It's a tough admission for any parent. And sometimes, when the circumstances are so raw and painful, it's impossible. We can all understand. We love our children, nurture them, watch them grow, celebrate their successes and console them in the tough times. We invest in them, not just our money but our hearts. And we go to bed every night praying that they'll be safe, healthy, and happy.
In the end, however, much happens in life, too often events parents can't predict or control.
The photo at the top is of a man named Bill Barnett. His beautiful 22-year-old daughter, Stacy, was found dead, shot through the head, this past July, in her apartment along with her boyfriend, Johnny Goosey. Both were University of Texas grads getting ready to continue their educations. Stacy had a degree in architecture, and Johnny was looking toward law school. The stars should have been aligning for them, guiding them toward a wonderful future. Instead, Johnny's body lay in a pool of blood, and when Bill Barnett's wife called to say that Stacy was dead, the Houston Chronicle reports that all Stacy's mom could do "was shriek."

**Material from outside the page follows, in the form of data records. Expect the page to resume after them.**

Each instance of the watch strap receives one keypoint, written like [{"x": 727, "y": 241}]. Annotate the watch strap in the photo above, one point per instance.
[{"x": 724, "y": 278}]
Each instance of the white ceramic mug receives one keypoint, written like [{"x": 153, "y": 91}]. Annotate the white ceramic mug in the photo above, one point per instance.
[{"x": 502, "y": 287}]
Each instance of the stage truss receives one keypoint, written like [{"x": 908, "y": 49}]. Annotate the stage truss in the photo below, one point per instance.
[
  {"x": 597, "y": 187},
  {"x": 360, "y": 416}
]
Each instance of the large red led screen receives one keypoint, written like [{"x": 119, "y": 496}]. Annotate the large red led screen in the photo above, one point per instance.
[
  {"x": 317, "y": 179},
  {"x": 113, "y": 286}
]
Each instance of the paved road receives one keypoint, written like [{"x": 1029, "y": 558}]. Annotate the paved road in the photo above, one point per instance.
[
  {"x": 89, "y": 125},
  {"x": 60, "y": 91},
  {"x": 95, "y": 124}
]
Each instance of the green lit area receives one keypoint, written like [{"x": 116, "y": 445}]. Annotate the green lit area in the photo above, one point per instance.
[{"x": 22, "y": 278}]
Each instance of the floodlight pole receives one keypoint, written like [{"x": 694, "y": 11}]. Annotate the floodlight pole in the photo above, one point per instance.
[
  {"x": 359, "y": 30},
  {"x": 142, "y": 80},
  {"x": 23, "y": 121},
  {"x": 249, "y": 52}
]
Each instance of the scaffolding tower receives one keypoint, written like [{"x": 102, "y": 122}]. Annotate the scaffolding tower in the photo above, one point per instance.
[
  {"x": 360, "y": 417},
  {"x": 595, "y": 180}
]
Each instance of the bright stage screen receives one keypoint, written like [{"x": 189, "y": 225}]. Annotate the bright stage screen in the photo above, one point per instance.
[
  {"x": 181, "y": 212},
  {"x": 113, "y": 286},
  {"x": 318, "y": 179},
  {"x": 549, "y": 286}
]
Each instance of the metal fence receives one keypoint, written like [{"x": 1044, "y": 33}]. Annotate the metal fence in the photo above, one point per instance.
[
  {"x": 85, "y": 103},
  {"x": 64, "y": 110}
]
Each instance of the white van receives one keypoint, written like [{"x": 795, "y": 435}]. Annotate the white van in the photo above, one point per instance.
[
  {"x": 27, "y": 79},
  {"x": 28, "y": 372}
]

In the Chronicle article, an exceptional one titled "Grieving families seek answers," the author tells the stories of Stacy and Johnny, raised in West University, an affluent section of Houston, where most children are catered to and given all they need to move on to success. Both families were at least relatively well off, and Johnny's father is a respected eye surgeon.
So what happened? How did Johnny and Stacy end up dead?
Police have in custody a young man named James Richard "Ricky" Thompson, 19, a high school drop out, who has told police that he was buying pot from Johnny Goosey.
Shortly before the killings, Johnny told friends that Thompson owed him $8,500 for unpaid pot bills. At first, Thompson didn't answer Johnny's phone calls. When he finally did, a meeting was arranged. Someone passed Thompson that fateful day on the stairs leading to Stacy's apartment and saw him carrying a green duffel bag. Police maintain Thompson also had with him a gun he'd borrowed from a friend. Hours later, Johnny's and Stacy's parents received the dreaded news.
According to the Chronicle article, Thompson has confessed to killing Johnny, but claims he did so to prevent being robbed.
This case has yet to go to trial, and I don't know what happened in that apartment on that sad day when Stacy and Johnny died. My sincere sympathies go out to their parents. Many of us who raise children understand this is a there-but-for-the-grace-of-God situation, that our children can make very bad decisions, and that we are tragically unaware and sadly too often unable to stop them.
In this case, the Barnetts and Gooseys, it seems, are having a difficult time compounded by their reluctance to accept that Johnny was involved in selling pot. I can certainly understand that. First their children are killed, then they're told that Johnny, loved by both families, had strayed, crossing a line into a criminal and very dangerous world.
Two years ago, I wrote a book called A Descent into Hell about a brilliant young man from Little Rock, Arkansas, Colton Pitonyak, who'd grown up in a privileged world of private schools and beautiful homes. Colton entered the University of Texas on a full business scholarship, and he was so bright and determined that his high school teachers predicted he'd one day be the next Donald Trump. Instead, once in Austin he turned into a drug-dealing, would-be gangster, and later was convicted of the gruesome murder of Jennifer Cave, a beautiful young girl from Corpus Christi. On the stand at the trial during sentencing, Colton's mother sobbed in a heartbreaking plea to the jury that her son was "a good man."
How horrible to have to confront what a child has become, what a child has done.
I know it's cliche, and we all know it doesn't always work, but the only way I know to help our children understand that drugs aren't the party fun they see on television is to tell them over and over again about the dangers. Because let's face it: our society routinely glamorizes and plays down the dangers of drugs, guns, and violence.
In the Chronicle article, psychiatrist Bruce Perry, who specializes in working with kids in crisis, is quoted as saying: "Whether parents want to believe it or not, most successful dealers are upper-middle-class kids who make a connection with someone in a different strata of life... Parents would rather not hear about some of the real stuff that happens to kids at that age."